Farm Cafe serves up local food with a side of dignity and compassion

Sarah MacDonald has an obsessive-compulsive need to help people. She has driven strangers to the hospital, helped homeless people find shelter, and assisted others with writing resumes and finding jobs.

But her real passion is food.

“We have people finishing their day’s work and having nothing to eat,” she says. “Then they’re supposed to go back to work tomorrow on an empty stomach.”

Over the last 10 years, MacDonald has built gardens and planted thousands of seeds in community spaces, schools and backyards. She has also planted the seed of self-sufficiency in the volunteers who gather each day at the Farm Cafe, the social enterprise she operates at the Nova Scotia Community College (NSCC) campus in Middleton.

Now going into its third year, the Farm Cafe serves up soup, salads, sandwiches and hot meals to everyone on a pay-what-you-can basis. She has one staff member, but otherwise relies on the help of volunteers.

Some arrive directly from a mental health ward; others are on probation or parole. Some have been “living rough” on the street.

“The people who work with me are people like me — who have addictions, are recovering from addictions, have mental health issues or severe diagnoses,” she says.

“Most have been unhoused at some point.”

At the cafe, everyone who shows up to do some work gets fed and can take home what they need. The cafe is open Monday though Friday, 9 a.m. to 2 p.m., and on any given day, two volunteers might come in, or there might be 15.

Sarah’s people know where to find her. “I collect people,” she says, laughing. “I’ve collected so many people over the years that I can just wait, and they will come though the door.”

After fleeing domestic violence, Rebecca Hicks was homeless for three months before walking through the doors of the Farm Cafe one summer day in 2022 to take a shower.

Hicks now volunteers at the Farm Cafe five days a week, arriving at 9:30 a.m. and proceeding to do kitchen prep work before moving out front to handle the cash.

She began volunteering last summer, and is now living in a tiny home just a five-minute drive away.

She is able to get a ride to and from the cafe with a friend, and while there, she develops her work skills with an eye to eventually finding employment. In addition to the food and showers, Hicks says the social interaction helps to sustain her.

“This is a safe place to come to,” she says. “This has given me strength and courage, and something to live for.”

The cafe produces food on four raised-bed gardens and in a greenhouse on site that are operated with the help of summer students supported by student employment programs. This food supply is supplemented by donations and purchases from local markets and grocery stores.

Any extra food goes into a free-meal freezer from which anyone in need can help themselves. One local resident whose husband is dying was able to bring home 10 frozen meals, free of charge.

MacDonald began her quest to alleviate food insecurity by building community gardens in Berwick and Kentville.
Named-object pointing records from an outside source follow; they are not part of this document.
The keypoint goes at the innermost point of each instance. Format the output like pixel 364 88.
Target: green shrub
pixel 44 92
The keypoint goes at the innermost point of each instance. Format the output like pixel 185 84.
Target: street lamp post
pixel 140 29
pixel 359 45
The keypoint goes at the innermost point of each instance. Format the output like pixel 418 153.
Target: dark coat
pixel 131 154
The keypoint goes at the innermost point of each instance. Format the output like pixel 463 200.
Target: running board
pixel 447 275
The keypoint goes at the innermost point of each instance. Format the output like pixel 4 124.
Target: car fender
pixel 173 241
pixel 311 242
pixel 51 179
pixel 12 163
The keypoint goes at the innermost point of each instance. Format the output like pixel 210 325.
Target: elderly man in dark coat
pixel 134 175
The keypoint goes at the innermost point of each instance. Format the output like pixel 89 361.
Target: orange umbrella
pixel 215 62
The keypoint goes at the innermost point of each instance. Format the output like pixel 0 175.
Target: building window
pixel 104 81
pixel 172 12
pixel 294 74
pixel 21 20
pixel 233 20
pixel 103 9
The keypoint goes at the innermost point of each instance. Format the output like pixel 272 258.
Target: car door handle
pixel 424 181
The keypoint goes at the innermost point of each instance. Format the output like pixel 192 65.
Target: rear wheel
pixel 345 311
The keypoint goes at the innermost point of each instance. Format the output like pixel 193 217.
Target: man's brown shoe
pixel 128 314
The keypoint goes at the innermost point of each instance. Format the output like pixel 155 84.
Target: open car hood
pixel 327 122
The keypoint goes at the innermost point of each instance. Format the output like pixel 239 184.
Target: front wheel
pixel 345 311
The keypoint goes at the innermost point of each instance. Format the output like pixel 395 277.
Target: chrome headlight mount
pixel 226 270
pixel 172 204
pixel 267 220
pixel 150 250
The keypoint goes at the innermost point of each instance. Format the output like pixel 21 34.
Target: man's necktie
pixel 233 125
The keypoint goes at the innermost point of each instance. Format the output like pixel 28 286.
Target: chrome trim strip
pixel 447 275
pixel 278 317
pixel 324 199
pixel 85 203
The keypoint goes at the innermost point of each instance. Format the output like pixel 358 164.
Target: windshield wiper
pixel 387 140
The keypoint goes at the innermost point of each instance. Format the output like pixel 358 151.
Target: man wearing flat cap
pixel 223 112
She went on to launch a free lunch program called SOUP, or Sharing our Under-appreciated Produce, which ran on donations of nearly expired or imperfectly shaped produce (the U originally stood for Ugly) that was considered unsuitable for commercial sale.

The SOUP program evolved into the Farm Cafe, and MacDonald sees it as a model that can be replicated elsewhere, with the potential to address a range of social issues.

What constitutes a social enterprise can be vague and elastic, but the generally agreed-upon definition in Nova Scotia would be an enterprise that is operated for the purpose of addressing social, cultural, environmental or economic challenges, with the majority of profits or surpluses reinvested to support that goal.

Both government and private sector sources of financing are available for social enterprises. Crowd-funding can be employed, as can mechanisms such as Community Economic Development Funds (CEDIFs) and social impact bonds.

The structure of a social enterprise can take many forms, including cooperatives, for-profit, not-for-profit, or hybrid models in which a for-profit company takes on a social objective. Andrew Button launched Mash Up Labs 10 years ago to help entrepreneurs flourish across rural Nova Scotia.

“We’re an incorporated company,” Button explains. “But in terms of the work we do — and what we do with the profits — we look more like a social enterprise than a company solely focused on maximizing shareholder value.”

While MacDonald dreams of the day when food is considered a right rather than a privilege, she will continue to offer people a point of attachment, and a haven of caring in an often unforgiving world.

“A lot of the people I work with don’t have anyone who cares,” she says. “This is a place where someone can have a meal, learn a skill and get on with their life.”